YU Dekuang, YANG Yi   

  1. School of Biomedical Engineering, Southern Medical University, Guangzhou Guangdong 510515, China
  • Received:2017-06-29 Revised:2017-08-23 Online:2018-02-10 Published:2018-02-10
  • Supported by:
    This work is partially supported by the Science and Technology Planning Project of Guangdong Province (2014A020212545, 2013B051000054), the Key Platforms and Research Projects of Universities in Guangdong Province (2016GXJK021).


喻德旷, 杨谊   

  1. 南方医科大学 生物医学工程学院, 广州 510515
  • 通讯作者: 杨谊
  • 作者简介:喻德旷(1972-),男,江西南昌人,副教授,博士,主要研究方向:医学信号仿真、医学信息处理;杨谊(1973-),女,广东河源人,副教授,博士,主要研究方向:信息系统设计。
  • 基金资助:

Abstract: Gene data has the characteristics of small sample, high dimensionality and high redundancy, which easily lead to "curse of dimensionality" and "over-fitting" in feature gene selection. To overcome these obstacles, a feature gene selection algorithm, named Mutual Information Maximum Value Filter Criteria-Inertia-Weight Particle Swarm Optimization (MIMVFC-IWPSO), was proposed. Firstly, interaction between genes was calculated by newly defined feature entropies of gene-category and gene-gene, and Feature Gene Candidates Subset (FGCS) was obtained by MIMVFC (Mutual Information Maximum Value Filter Criteria) which reduced the scope of classification operations and improved the probability of feature genes being covered. Secondly, the Particle Swarm Optimization (PSO) algorithm was reconstructed to IWPSO (Inertia Weight Particle Swarm Optimization) by introduction of self-adjusted inertia weight which enabled the algorithm to have strong global optimization ability in the early stage of iteration and strong local search ability in the later stage. Lastly, Core Feature Gene Subset (CFGS) was extracted from FGCS by IWPSO which was exploited in the classification of samples into tumor and normal classes. The experiments were carried out based on three public tumor gene databases. Compared with four popular filter methods, MIMVFC achieved higher correct classification rate than the methods based on Signal-to-Noise Ratio (SNR), t-statistic and Information Gain (IG), and ranked nearly the same as Chi-Square method, but the proposed method still had the optimized step to enhance the results furthermore. For the same FGCS, compared with BPSO-CGA (Binary Partical Swarm Optimization and Combat Genetic Algorithm), an algorithm with good performance, IWPSO gained a smaller CFGS with slightly increased time consumption and a higher accuracy; compared with classic PSO, IWPSO gained a smaller FGCS with less time consumption and a higher accuracy. The simulation results show that MIMVFC-IWPSO has comprehensive classification performance in both the aspects of accuracy and efficiency which proves to be feasible and effective in feature gene selection of multiple types of tumors, and it can be employed in assisting instruction in molecular biology experiment design and validation.

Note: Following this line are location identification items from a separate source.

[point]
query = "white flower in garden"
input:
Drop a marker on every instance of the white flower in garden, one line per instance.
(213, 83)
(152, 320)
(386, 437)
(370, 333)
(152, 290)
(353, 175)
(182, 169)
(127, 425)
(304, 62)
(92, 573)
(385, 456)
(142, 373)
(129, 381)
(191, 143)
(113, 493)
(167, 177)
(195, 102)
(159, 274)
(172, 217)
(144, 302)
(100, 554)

Key words: tumor feature gene selection, Mutual Information Maximum Value Filter Criteria (MIMVFC), Particle Swarm Optimization (PSO) algorithm, Feature Gene Candidate Subset (FGCS), Core Feature Gene Subset (CFGS)

摘要: 基因数据小样本、高维数、高冗余的特点常导致特征基因选择出现"维数灾难"和"过拟合",针对这一问题,提出一种特征基因提取算法——互信息最值过滤原则-惯性权重粒子群优化(MIMVFC-IWPSO)算法。首先,借鉴过滤法的思路,通过计算互信息指标,依据互信息最值过滤原则(MIMVFC)获得特征基因候选子集(FGCS),缩小分类操作的范围,提高特征基因被覆盖的概率;接着,对粒子群优化(PSO)算法进行改进,引入惯性权重实现自调节可变惯性权重粒子群优化(IWPSO)算法,使得在算法迭代初期有着快速的全局优化能力,而在算法后期具有较强的局部搜索能力;最后,运用IWPSO从FGCS中提取核心信息基因子集(CFGS),并基于CFGS对样本进行肿瘤与正常组织的分类。采用3个公开的肿瘤基因表达谱数据进行实验,MIMVFC正确分类率优于信噪比(SNR)、t-检验和信息增益(IG)方法,与卡方统计值(Chi-Square)方法接近,而MIMVFC还能利用IWPSO进一步优化结果。基于相同的FGCS,与目前效果较好的二进制粒子群优化与防治基因算法(BPSO-CGA)相比,IWPSO的运算耗时有所增加,但所获得的CFGS规模减小,准确率提高;而与经典PSO相比,所获得的CFGS规模减小、运算耗时减少、准确率提高。实验结果表明MIMVFC-IWPSO具有较好的综合分类性能,能有效提高准确率和效率,可用于多种肿瘤的特征基因选择,辅助指导分子生物学实验设计和验证。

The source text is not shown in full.